Re: [PATCH v2 bpf-next 1/2] libbpf: add capability for resizing datasec maps

[Date Prev][Date Next][Thread Prev][Thread Next][Date Index][Thread Index]

 



On Wed, May 10, 2023 at 3:33 PM JP Kobryn <inwardvessel@xxxxxxxxx> wrote:
>
> This patch updates bpf_map__set_value_size() so that if the given map is
> memory mapped, it will attempt to resize the mapped region. Initial
> contents of the mapped region are preserved. BTF is not required, but
> after the mapping is resized an attempt is made to adjust the associated
> BTF information if the following criteria is met:
>  - BTF info is present
>  - the map is a datasec
>  - the final variable in the datasec is an array
>
> ... the resulting BTF info will be updated so that the final array
> variable is associated with a new BTF array type sized to cover the
> requested size.
>
> Note that the initial resizing of the memory mapped region can succeed
> while the subsequent BTF adjustment can fail. In this case, BTF info is
> dropped from the map by clearing the key and value type.
>
> Signed-off-by: JP Kobryn <inwardvessel@xxxxxxxxx>
> ---

It's coming along pretty nicely, still few bugs and unnecessary
complications, but easy to fix.

Can you please also add a doc-comment in libbpf.h for
bpf_map__set_value_size() describing what this API is doing and
explicitly point out that once mmap-able BPF map is resized, all
previous pointers returned from bpf_map__initial_value() and BPF
skeleton pointers for corresponding data section will be invalidated
and have to be re-initialized. This is an important and subtle point,
best to call it out very explicitly.


>  tools/lib/bpf/libbpf.c | 158 ++++++++++++++++++++++++++++++++++++++++-
>  1 file changed, 157 insertions(+), 1 deletion(-)
>
> diff --git a/tools/lib/bpf/libbpf.c b/tools/lib/bpf/libbpf.c
> index 1cbacf9e71f3..50cfe2bd4ba0 100644
> --- a/tools/lib/bpf/libbpf.c
> +++ b/tools/lib/bpf/libbpf.c
> @@ -1510,6 +1510,39 @@ static size_t bpf_map_mmap_sz(const struct bpf_map *map)
>         return map_sz;
>  }
>
> +static int bpf_map_mmap_resize(struct bpf_map *map, size_t old_sz, size_t new_sz)
> +{
> +       void *mmaped;
> +
> +       if (!map->mmaped)
> +               return -EINVAL;
> +
> +       if (old_sz == new_sz)
> +               return 0;
> +
> +       mmaped = mmap(NULL, new_sz, PROT_READ | PROT_WRITE,
> +                       MAP_SHARED | MAP_ANONYMOUS, -1, 0);
> +       if (mmaped == MAP_FAILED)
> +               return libbpf_err(-errno);

no need to use libbpf_err() here, it's internal function

> +
> +       /* copy pre-existing contents to new region,
> +        * using the minimum of old/new size
> +        */
> +       memcpy(mmaped, map->mmaped, min(old_sz, new_sz));
> +
> +       if (munmap(map->mmaped, old_sz)) {
> +               pr_warn("map '%s': failed to unmap\n", bpf_map__name(map));
> +               if (munmap(mmaped, new_sz))
> +                       pr_warn("map '%s': failed to unmap temp region\n",
> +                                       bpf_map__name(map));
> +               return libbpf_err(-errno);
> +       }

this seems a bit too paranoid.
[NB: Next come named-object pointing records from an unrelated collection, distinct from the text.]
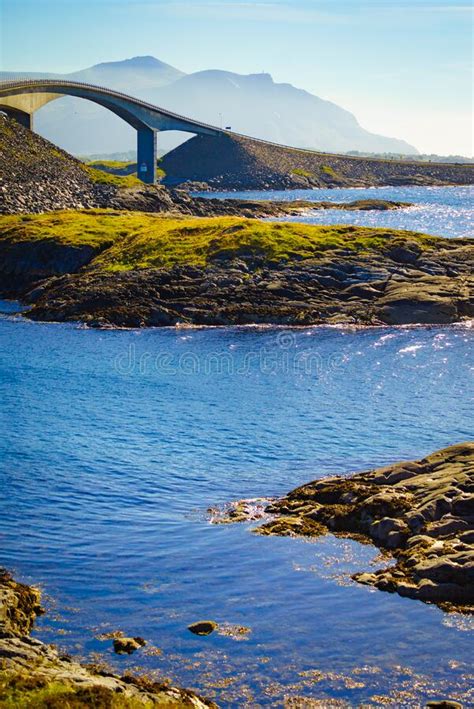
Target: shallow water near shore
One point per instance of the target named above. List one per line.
(115, 443)
(442, 211)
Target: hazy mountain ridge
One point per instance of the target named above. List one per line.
(252, 104)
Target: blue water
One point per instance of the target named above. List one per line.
(115, 443)
(443, 211)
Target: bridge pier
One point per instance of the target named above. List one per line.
(22, 117)
(146, 155)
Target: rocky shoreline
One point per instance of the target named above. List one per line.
(35, 674)
(422, 512)
(403, 285)
(242, 163)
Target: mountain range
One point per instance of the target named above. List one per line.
(251, 104)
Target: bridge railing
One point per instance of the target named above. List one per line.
(21, 81)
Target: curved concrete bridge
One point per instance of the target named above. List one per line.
(20, 99)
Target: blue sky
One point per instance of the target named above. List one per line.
(404, 67)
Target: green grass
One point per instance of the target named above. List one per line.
(330, 172)
(117, 168)
(28, 691)
(128, 240)
(106, 178)
(302, 173)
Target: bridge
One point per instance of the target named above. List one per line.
(20, 99)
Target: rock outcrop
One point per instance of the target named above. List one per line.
(364, 289)
(421, 511)
(34, 674)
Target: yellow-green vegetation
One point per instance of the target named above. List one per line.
(107, 178)
(26, 691)
(329, 171)
(141, 240)
(302, 173)
(120, 169)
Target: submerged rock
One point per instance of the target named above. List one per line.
(203, 627)
(127, 646)
(422, 511)
(35, 674)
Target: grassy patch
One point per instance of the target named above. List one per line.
(120, 169)
(139, 240)
(301, 173)
(330, 172)
(19, 691)
(106, 178)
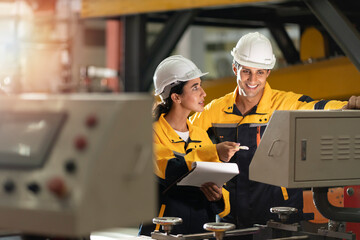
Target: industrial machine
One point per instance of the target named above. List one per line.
(73, 164)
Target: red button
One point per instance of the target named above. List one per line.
(91, 121)
(57, 186)
(80, 143)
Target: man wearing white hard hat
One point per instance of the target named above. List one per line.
(242, 116)
(177, 144)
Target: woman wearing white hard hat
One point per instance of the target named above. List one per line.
(177, 144)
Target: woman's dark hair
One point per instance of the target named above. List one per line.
(164, 107)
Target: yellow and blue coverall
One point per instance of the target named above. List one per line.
(173, 159)
(251, 201)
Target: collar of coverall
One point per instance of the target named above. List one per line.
(170, 132)
(263, 106)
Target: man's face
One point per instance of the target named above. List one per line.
(253, 81)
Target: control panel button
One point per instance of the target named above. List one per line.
(91, 121)
(80, 143)
(57, 186)
(34, 187)
(70, 167)
(9, 186)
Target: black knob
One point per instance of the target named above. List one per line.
(34, 187)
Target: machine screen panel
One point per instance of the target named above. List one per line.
(26, 138)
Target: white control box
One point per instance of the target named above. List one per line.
(73, 164)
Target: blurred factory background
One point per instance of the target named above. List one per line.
(114, 46)
(57, 46)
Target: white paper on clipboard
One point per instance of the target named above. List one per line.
(216, 172)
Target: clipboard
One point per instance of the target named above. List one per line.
(202, 172)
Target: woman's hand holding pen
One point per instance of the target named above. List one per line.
(227, 149)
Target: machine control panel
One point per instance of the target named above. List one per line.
(65, 162)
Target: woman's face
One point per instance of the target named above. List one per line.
(193, 96)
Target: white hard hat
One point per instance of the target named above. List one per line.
(173, 70)
(254, 50)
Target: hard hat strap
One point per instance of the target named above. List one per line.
(238, 80)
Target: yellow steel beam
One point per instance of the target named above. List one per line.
(107, 8)
(329, 79)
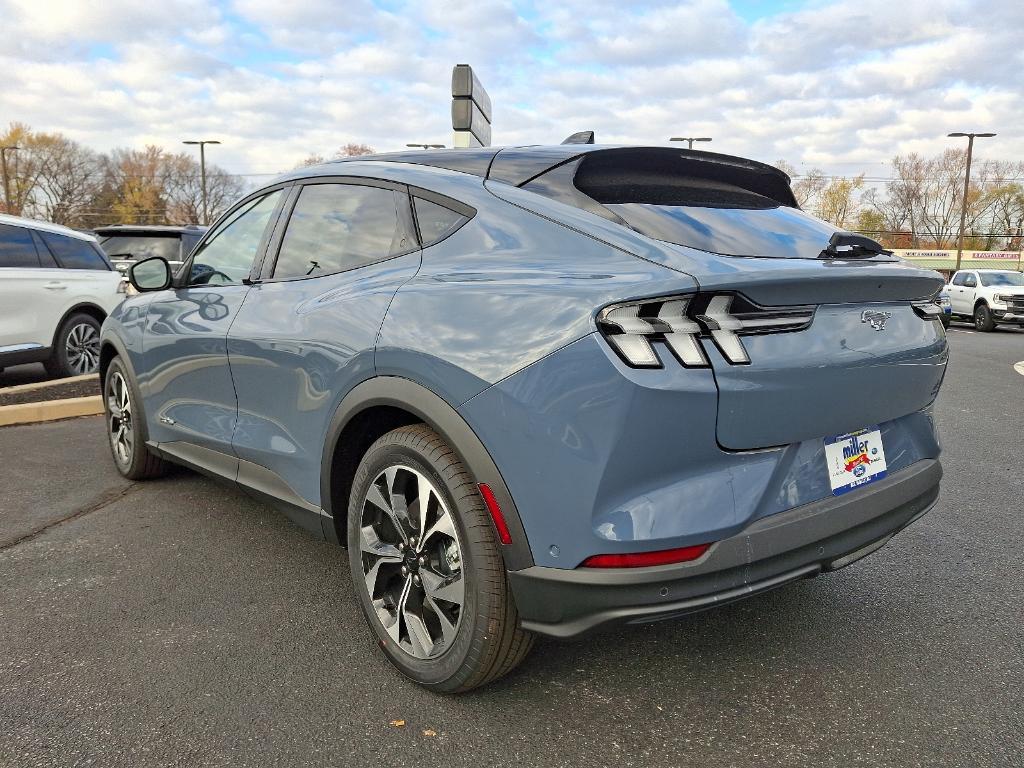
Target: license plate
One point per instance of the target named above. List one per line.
(855, 459)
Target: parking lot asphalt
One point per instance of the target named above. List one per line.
(179, 623)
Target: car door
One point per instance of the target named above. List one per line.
(85, 276)
(306, 333)
(185, 382)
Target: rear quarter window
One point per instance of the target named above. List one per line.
(435, 221)
(74, 253)
(16, 249)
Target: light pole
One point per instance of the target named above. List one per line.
(202, 170)
(689, 139)
(967, 185)
(6, 181)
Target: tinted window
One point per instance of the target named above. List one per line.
(46, 259)
(339, 226)
(16, 248)
(227, 255)
(779, 231)
(1003, 279)
(138, 247)
(74, 253)
(435, 221)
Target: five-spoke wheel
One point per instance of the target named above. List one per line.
(427, 566)
(412, 561)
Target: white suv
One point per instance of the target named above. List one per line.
(56, 288)
(987, 297)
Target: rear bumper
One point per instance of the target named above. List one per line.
(802, 542)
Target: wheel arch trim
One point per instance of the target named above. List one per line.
(442, 418)
(80, 306)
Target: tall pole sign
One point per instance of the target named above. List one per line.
(470, 110)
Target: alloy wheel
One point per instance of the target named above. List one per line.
(119, 418)
(412, 561)
(82, 348)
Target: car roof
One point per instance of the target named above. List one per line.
(163, 228)
(519, 165)
(45, 226)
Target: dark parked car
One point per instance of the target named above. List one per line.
(126, 244)
(541, 390)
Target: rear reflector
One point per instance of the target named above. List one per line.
(642, 559)
(496, 514)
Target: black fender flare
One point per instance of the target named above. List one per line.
(442, 418)
(77, 308)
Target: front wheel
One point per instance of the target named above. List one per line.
(983, 317)
(124, 429)
(426, 565)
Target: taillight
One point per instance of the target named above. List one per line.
(680, 322)
(646, 559)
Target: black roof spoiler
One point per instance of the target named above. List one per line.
(520, 165)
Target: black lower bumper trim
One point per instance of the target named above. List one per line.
(823, 536)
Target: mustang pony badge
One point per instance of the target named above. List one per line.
(876, 320)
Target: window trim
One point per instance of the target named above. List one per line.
(180, 279)
(403, 206)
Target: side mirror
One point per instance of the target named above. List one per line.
(153, 273)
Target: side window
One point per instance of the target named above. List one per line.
(339, 226)
(46, 259)
(74, 253)
(16, 248)
(436, 221)
(227, 255)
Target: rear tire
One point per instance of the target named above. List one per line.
(124, 419)
(76, 347)
(429, 576)
(983, 317)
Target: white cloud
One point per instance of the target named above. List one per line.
(845, 84)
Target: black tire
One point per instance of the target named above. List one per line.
(137, 463)
(76, 347)
(486, 641)
(983, 318)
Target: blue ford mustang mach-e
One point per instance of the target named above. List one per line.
(540, 390)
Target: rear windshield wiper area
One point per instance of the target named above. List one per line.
(852, 246)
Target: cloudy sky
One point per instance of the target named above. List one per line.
(841, 85)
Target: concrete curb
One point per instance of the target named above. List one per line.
(31, 413)
(44, 384)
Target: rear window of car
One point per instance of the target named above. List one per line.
(779, 231)
(74, 253)
(137, 247)
(16, 249)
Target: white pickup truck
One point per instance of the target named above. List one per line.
(987, 297)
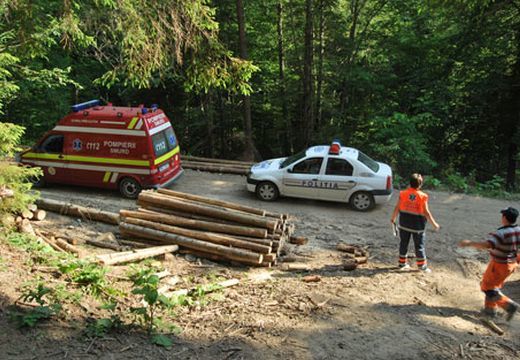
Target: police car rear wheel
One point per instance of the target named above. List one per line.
(267, 191)
(129, 188)
(362, 201)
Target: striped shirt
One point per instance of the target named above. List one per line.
(504, 243)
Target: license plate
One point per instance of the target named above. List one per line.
(164, 167)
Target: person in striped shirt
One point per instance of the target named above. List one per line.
(503, 248)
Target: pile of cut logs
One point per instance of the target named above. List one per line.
(216, 165)
(209, 228)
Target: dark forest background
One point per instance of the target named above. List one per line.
(426, 86)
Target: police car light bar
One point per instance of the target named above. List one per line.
(85, 105)
(335, 147)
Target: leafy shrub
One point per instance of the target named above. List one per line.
(16, 178)
(43, 311)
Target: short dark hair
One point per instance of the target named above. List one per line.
(510, 213)
(415, 180)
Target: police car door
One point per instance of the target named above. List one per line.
(336, 182)
(300, 179)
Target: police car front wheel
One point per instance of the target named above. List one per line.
(267, 191)
(362, 201)
(129, 188)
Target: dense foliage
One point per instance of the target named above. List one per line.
(429, 86)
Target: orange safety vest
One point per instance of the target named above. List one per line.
(413, 201)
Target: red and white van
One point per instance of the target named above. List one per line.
(125, 148)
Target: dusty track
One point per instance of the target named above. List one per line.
(375, 312)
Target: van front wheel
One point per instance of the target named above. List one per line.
(129, 188)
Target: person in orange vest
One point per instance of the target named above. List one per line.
(503, 247)
(413, 211)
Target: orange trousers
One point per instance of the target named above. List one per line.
(493, 280)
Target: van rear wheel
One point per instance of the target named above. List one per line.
(129, 188)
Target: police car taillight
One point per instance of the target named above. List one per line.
(388, 182)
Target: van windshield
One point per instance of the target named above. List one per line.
(164, 141)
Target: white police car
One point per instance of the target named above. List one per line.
(333, 173)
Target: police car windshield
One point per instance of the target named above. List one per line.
(292, 159)
(371, 164)
(164, 141)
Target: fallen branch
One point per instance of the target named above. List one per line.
(128, 256)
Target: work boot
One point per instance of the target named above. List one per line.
(425, 269)
(511, 311)
(404, 267)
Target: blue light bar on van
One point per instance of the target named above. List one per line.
(85, 105)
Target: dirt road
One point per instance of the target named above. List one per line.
(374, 312)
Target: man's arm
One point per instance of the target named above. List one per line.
(429, 217)
(396, 211)
(482, 245)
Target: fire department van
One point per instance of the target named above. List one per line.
(125, 148)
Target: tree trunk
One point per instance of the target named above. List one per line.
(288, 141)
(319, 77)
(308, 88)
(512, 128)
(249, 153)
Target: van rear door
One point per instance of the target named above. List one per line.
(49, 156)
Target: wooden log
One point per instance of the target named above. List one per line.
(8, 220)
(105, 245)
(25, 227)
(346, 248)
(350, 265)
(78, 211)
(216, 169)
(39, 214)
(157, 208)
(68, 247)
(48, 241)
(213, 160)
(298, 240)
(208, 211)
(195, 224)
(361, 260)
(205, 288)
(168, 238)
(266, 242)
(200, 235)
(205, 200)
(136, 244)
(270, 257)
(120, 258)
(296, 267)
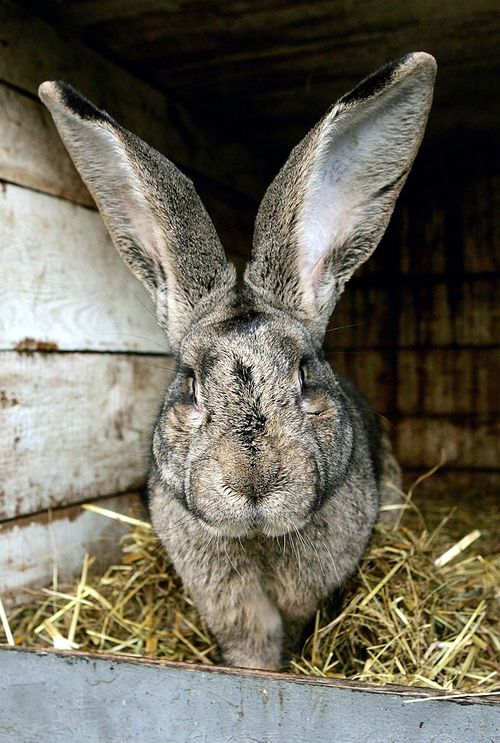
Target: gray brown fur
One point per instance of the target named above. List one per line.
(267, 470)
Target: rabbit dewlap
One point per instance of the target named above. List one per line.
(267, 469)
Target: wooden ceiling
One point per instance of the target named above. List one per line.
(260, 72)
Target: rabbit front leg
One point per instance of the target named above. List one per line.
(247, 625)
(224, 583)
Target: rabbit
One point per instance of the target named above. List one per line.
(267, 471)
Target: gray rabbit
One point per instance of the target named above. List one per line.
(267, 472)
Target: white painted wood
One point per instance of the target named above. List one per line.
(74, 426)
(34, 549)
(31, 151)
(63, 282)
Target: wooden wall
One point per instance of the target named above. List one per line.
(423, 339)
(83, 364)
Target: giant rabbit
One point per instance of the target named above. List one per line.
(267, 469)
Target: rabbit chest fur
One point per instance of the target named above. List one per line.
(268, 468)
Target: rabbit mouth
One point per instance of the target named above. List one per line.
(254, 517)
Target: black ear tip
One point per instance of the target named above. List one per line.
(56, 93)
(398, 68)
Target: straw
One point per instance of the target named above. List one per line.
(421, 611)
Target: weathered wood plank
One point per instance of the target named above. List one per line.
(75, 426)
(468, 442)
(35, 549)
(363, 318)
(445, 313)
(34, 51)
(373, 373)
(448, 381)
(126, 700)
(447, 218)
(31, 151)
(63, 282)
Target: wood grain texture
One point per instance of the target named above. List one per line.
(34, 549)
(445, 313)
(269, 69)
(75, 426)
(449, 381)
(34, 51)
(63, 282)
(31, 151)
(124, 700)
(468, 442)
(371, 371)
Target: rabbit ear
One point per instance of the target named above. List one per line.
(152, 211)
(328, 207)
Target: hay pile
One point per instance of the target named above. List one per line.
(417, 613)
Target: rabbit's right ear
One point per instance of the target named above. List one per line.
(152, 211)
(328, 207)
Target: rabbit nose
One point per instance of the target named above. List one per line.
(253, 486)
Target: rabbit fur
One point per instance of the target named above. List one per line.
(267, 469)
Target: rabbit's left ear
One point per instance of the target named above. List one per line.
(328, 207)
(152, 211)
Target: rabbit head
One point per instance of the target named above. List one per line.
(257, 437)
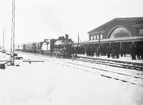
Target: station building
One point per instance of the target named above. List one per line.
(128, 29)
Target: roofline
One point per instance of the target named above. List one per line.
(124, 18)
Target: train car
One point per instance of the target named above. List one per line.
(61, 47)
(112, 47)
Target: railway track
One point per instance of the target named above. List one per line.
(114, 63)
(124, 75)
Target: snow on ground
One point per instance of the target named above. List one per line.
(127, 58)
(48, 83)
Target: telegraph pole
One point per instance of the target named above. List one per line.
(3, 39)
(13, 33)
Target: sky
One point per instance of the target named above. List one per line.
(36, 20)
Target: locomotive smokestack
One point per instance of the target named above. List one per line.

Let's just unconditionally
`munmap(map->mmaped, old_sz);` and that's it. Don't add warning and
definitely don't try to unmap newly mapped region. As is this code
could lead to double-free, effectively.

> +
> +       map->mmaped = mmaped;
> +
> +       return 0;
> +}
> +
>  static char *internal_map_name(struct bpf_object *obj, const char *real_name)
>  {
>         char map_name[BPF_OBJ_NAME_LEN], *p;
> @@ -9412,12 +9445,135 @@ __u32 bpf_map__value_size(const struct bpf_map *map)
>         return map->def.value_size;
>  }
>
> +static int map_btf_datasec_resize(struct bpf_map *map, __u32 size)
> +{
> +       int err;
> +       int i, vlen;
> +       struct btf *btf;
> +       const struct btf_type *array_type, *array_element_type;
> +       struct btf_type *datasec_type, *var_type;
> +       struct btf_var_secinfo *var;
> +       const struct btf_array *array;
> +       __u32 offset, nr_elements, new_array_id;
> +
> +       /* check btf existence */
> +       btf = bpf_object__btf(map->obj);
> +       if (!btf)
> +               return -ENOENT;
> +
> +       /* verify map is datasec */
> +       datasec_type = btf_type_by_id(btf, bpf_map__btf_value_type_id(map));
> +       if (!btf_is_datasec(datasec_type)) {
> +               pr_warn("map '%s': attempted to resize but map is not a datasec\n",

"map value type is not a datasec". map is not a datasec, it's value type is

> +                               bpf_map__name(map));
> +               return -EINVAL;
> +       }
> +
> +       /* verify datasec has at least one var */
> +       vlen = btf_vlen(datasec_type);
> +       if (vlen == 0) {
> +               pr_warn("map '%s': attempted to resize but map vlen == 0\n",

maybe "map value datasec is empty"? "vlen" is not necessarily
something that users will easily recognize and understand

> +                               bpf_map__name(map));
> +               return -EINVAL;
> +       }
> +
> +       /* walk to the last var in the datasec,
> +        * increasing the offset as we pass each var
> +        */
> +       var = btf_var_secinfos(datasec_type);
> +       offset = 0;
> +       for (i = 0; i < vlen - 1; i++) {
> +               offset += var->size;
> +               var++;
> +       }

it's both incorrect and overcomplicated. Just:

var = btf_var_secinfos(datasec_type)[vlen - 1];
offset = var->offset;

> +
> +       /* verify last var in the datasec is an array */
> +       var_type = btf_type_by_id(btf, var->type);
> +       array_type = skip_mods_and_typedefs(btf, var_type->type, NULL);
> +       if (!btf_is_array(array_type)) {
> +               pr_warn("map '%s': cannot be resized last var must be array\n",

"cannot be resized, last var must be an array"?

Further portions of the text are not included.